Just imagine the pioneer who happened to be in possession of the only stash of ammunition left in the wagon train as a menacing band of Comanches approached, who insisted that they were his bullets and he was going to defend himself with them and himself alone, and nobody else was getting any. Who never admitted the briefest thought as to the fate of his fellow travelers once the enemy warriors descended. As likely as not, his companions would have shot him, taken his ammo and divided it amongst themselves.


Or perhaps they should have stayed back east. That's another common argument, of course. When challenged with the observation that people who run around in public unvaccinated and unmasked are putting vulnerable groups at risk, the "my rights" crowd will respond that well, those folks should stay at home then. Which further gives the lie to their fine posturing about personal liberties. Once again, they're most anxious to preserve their own liberties at the expense of rendering other people prisoners in their own homes.

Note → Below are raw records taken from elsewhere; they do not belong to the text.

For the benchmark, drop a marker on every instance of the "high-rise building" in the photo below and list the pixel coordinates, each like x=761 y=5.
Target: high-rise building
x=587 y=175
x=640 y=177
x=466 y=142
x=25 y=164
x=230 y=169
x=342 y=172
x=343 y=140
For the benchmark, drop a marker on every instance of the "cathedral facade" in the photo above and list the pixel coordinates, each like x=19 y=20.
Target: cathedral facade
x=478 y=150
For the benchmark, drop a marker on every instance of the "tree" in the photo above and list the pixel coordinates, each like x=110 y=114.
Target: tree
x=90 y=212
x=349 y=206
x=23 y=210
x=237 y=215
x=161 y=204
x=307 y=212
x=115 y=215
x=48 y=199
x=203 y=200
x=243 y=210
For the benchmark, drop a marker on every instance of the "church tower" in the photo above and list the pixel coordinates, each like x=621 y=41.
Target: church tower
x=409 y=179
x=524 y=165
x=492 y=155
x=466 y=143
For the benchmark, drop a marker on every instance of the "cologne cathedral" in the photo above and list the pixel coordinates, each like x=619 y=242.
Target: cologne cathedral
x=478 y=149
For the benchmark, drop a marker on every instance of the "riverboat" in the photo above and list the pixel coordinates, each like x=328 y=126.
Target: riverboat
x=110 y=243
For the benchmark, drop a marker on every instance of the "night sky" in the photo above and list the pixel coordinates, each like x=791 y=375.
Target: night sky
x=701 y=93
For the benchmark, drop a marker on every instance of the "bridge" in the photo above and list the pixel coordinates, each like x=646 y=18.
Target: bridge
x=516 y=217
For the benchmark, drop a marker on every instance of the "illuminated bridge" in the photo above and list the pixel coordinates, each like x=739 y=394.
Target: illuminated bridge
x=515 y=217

So there's something fundamental that these video crusaders just aren't getting - fundamental not just to the concept of liberty but to the whole idea of a functioning civil society. Yes, you have rights and freedom - but so does everyone else. As the great Supreme Court justice Oliver Wendell Holmes is said to have once remarked, "My right to swing my fist ends where your nose begins." So with your right to throw a punch comes the responsibility to ensure it doesn't come into contact with someone's face - unless you're defending yourself from an attack, or unless you're both boxers in which case he's given you implied permission to hit him.


You don't ever see these charlatans arguing that a guy who shot someone during an argument shouldn't be arrested and face charges. Yes, they'll argue until they're blue in the gonads that it's the guy's right to pack heat, but they understand that said heat must be packed responsibly. Yet they don't extend this understanding of responsibility to other arenas of civic life. It's somehow... different, apparently.

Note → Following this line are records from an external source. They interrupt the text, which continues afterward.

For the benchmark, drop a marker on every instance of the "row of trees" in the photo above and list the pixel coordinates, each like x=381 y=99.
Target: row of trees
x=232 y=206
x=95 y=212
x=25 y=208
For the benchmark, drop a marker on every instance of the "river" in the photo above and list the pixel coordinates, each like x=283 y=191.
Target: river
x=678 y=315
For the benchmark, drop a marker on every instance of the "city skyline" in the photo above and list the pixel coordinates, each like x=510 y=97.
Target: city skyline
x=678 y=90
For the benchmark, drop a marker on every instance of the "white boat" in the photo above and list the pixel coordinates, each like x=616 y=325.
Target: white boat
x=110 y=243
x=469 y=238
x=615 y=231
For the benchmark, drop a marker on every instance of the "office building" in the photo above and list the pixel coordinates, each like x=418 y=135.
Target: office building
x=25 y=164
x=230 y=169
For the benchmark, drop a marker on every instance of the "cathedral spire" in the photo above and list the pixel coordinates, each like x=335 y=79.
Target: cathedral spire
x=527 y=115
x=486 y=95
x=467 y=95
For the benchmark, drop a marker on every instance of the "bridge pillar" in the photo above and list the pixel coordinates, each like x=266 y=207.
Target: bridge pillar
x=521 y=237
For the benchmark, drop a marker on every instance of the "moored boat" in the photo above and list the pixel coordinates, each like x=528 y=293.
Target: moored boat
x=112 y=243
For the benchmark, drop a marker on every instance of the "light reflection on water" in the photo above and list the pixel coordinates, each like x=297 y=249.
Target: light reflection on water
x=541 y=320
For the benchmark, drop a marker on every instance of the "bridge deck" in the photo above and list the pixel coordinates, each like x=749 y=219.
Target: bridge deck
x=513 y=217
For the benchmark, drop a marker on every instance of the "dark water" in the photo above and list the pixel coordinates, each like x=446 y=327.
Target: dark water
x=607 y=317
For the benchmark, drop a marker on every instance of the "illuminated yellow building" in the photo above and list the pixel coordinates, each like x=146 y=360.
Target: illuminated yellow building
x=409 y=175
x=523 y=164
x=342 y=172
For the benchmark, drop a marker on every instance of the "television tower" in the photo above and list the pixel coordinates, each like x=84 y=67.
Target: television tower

I often find myself wishing that the people being confronted by these self-styled John Browns and Martin Luther Kings would respond with a few questions of their own. I hear your points about how your liberties overrule the government's concerns about public safety, sir, but I'm a little curious. How did you get to the grocery store today? Oh, you drove? OK. Is your vehicle duly registered and insured, and do you have a valid license to drive it? Did you wear a seatbelt? What side of the street did you drive on? Did you stop at traffic signals when they were red? Did you obey traffic signs and speed limits? Did you park in a marked parking space as opposed to sprawled across whichever bit of the sidewalk took your fancy? ...Yes to all those? Interesting.


If you actually issue such a challenge, be prepared that you're likely to hear a response along the lines that those are not the same, for reasons that vary depending on who you're talking to. Which is bullshit. The basic principle doesn't change just because the details are different. You might as well say a zebra isn't a mammal because it's different from a dolphin. But it's a convenient way for someone to get themselves out of a rhetorical corner. And that, at root, is what this is all about. Convenience. Theirs, of course. Not everyone else's.